After a mixed 1QFY05 performance by the energy stocks, the last one-month has seen major gains (in stock prices) across the energy spectrum with standalone refineries being the major gainers. Oil-marketing companies too have been trading amidst strength. Let us now analyze as to what are the factors that led to these gains:
Government policies: At the end of 1QFY05, the government raised the prices of petrol, diesel and LPG and at the same time announced major excise duty cuts. This allowed energy companies some breathing space after a loss-making 1QFY05 (IBP witnessed a net loss while other marketing companies witnessed profit erosion). Further, in August, the government's major announcements regarding customs and excise duty cuts have resulted in a recovery in profits.

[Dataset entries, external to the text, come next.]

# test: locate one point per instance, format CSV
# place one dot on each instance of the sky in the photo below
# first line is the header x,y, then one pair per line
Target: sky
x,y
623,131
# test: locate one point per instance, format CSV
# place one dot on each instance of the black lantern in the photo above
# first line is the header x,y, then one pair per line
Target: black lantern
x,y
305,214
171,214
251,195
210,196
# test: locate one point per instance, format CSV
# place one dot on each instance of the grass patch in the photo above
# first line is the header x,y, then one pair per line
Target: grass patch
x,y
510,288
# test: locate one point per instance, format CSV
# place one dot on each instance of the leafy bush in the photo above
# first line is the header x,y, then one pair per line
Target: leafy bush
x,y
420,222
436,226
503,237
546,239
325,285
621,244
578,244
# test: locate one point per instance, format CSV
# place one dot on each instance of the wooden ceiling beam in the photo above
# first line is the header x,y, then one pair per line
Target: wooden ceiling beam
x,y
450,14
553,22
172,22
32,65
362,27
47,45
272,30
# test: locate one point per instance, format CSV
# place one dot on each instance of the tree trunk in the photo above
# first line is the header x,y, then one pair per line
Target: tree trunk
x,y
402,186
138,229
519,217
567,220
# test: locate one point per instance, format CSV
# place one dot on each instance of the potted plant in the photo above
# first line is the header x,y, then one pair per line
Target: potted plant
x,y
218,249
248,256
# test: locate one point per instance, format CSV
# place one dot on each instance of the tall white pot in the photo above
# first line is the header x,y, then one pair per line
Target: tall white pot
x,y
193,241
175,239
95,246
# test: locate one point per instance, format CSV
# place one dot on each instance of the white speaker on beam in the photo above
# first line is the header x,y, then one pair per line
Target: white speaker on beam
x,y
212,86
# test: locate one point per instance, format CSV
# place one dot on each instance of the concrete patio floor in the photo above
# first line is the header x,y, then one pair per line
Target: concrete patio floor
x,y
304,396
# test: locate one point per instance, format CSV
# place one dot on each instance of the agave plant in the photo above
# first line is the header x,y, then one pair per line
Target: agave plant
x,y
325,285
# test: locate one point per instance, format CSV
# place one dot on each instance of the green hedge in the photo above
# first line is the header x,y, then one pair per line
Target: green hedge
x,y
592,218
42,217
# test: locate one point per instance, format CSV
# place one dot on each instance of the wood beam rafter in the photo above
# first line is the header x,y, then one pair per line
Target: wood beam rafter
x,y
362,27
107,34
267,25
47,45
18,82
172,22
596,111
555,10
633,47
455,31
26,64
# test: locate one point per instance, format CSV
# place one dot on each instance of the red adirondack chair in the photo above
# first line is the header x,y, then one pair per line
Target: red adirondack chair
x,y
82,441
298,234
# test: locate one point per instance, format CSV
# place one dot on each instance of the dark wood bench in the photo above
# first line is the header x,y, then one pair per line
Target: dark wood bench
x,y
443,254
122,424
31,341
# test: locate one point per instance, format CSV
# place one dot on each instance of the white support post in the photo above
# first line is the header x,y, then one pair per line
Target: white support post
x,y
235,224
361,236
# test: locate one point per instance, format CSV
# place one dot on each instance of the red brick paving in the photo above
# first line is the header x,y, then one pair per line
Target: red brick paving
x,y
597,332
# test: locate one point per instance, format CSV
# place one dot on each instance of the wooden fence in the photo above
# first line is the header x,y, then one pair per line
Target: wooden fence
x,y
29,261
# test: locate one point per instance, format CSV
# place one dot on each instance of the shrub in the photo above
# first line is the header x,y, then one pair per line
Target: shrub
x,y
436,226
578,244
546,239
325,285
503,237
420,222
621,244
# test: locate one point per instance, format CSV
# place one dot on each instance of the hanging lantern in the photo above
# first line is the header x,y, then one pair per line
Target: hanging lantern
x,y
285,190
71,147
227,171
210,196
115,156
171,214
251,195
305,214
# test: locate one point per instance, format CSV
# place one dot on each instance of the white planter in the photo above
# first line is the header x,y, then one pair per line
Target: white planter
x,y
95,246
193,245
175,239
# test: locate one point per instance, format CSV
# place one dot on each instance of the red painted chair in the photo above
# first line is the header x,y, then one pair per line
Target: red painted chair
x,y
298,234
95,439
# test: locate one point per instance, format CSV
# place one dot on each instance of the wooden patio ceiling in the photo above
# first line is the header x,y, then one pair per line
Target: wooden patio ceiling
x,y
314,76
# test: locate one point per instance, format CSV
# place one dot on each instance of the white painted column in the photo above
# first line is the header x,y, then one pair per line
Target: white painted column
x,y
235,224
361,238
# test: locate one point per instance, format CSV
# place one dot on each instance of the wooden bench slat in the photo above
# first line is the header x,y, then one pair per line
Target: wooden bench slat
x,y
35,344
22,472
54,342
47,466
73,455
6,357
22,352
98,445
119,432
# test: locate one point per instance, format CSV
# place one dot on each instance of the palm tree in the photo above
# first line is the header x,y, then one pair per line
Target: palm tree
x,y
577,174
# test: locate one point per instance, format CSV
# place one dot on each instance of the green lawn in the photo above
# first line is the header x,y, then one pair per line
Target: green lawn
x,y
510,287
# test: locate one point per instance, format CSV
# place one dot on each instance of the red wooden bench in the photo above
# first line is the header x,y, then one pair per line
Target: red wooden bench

Also, major duty cuts in LPG (liquefied petroleum gas) and kerosene led to reduction in under-recoveries suffered by the oil marketing companies. As a result, 2QFY05 results are expected to be better.
Strong growth in demand: During the first half of the fiscal year, the energy sector has witnessed strong growth in demand. To put things in perspective, diesel sales (constitutes nearly 40% of the petro-products basket) improved by nearly 12% while petrol sales grew at a rate of 9% YoY. At the same time, it is to be remembered that the industry had witnessed negative growth in these products during the last fiscal. Strong growth in LPG sales and the growing aviation sector have helped the sector recover from the 1QFY05 price freeze. Further, production of petroleum products grew at nearly 13% during 1QFY05.
Better capacity utilization: Uptrend in international crude prices backed by strong demand for petro-products led to robust refining margins. As a result, major refineries operated at more than 100% of their rated capacities, thus yielding the benefits of high refining margins. Also, better capacity utilization is likely to benefit the refineries in the coming period as a result of economies. We believe this trend is likely to continue in the medium term. Also, oil-marketing companies have stepped on the accelerator to increase capacities of their refineries so as to ride on the higher margins cycle.
We believe the 2QFY05 has proved to be better than expected as far as industry volumes are concerned. Although, marketing margins have remained subdued, strong refinery margins have more than compensated for that loss. Integrated companies such as HPCL, BPCL and IOC are likely to be the major beneficiaries while Reliance Industries, which operates a standalone refinery at Jamnagar, has found it difficult to market its products in the domestic markets with offtake from the oil marketing companies declining by nearly 50% YoY. All in all, we believe the stock prices have already factored in these numbers and to that extent, some of the stocks seem to have stretched valuations in the short term, although long-term prospects for the industry in a growing economy look bright.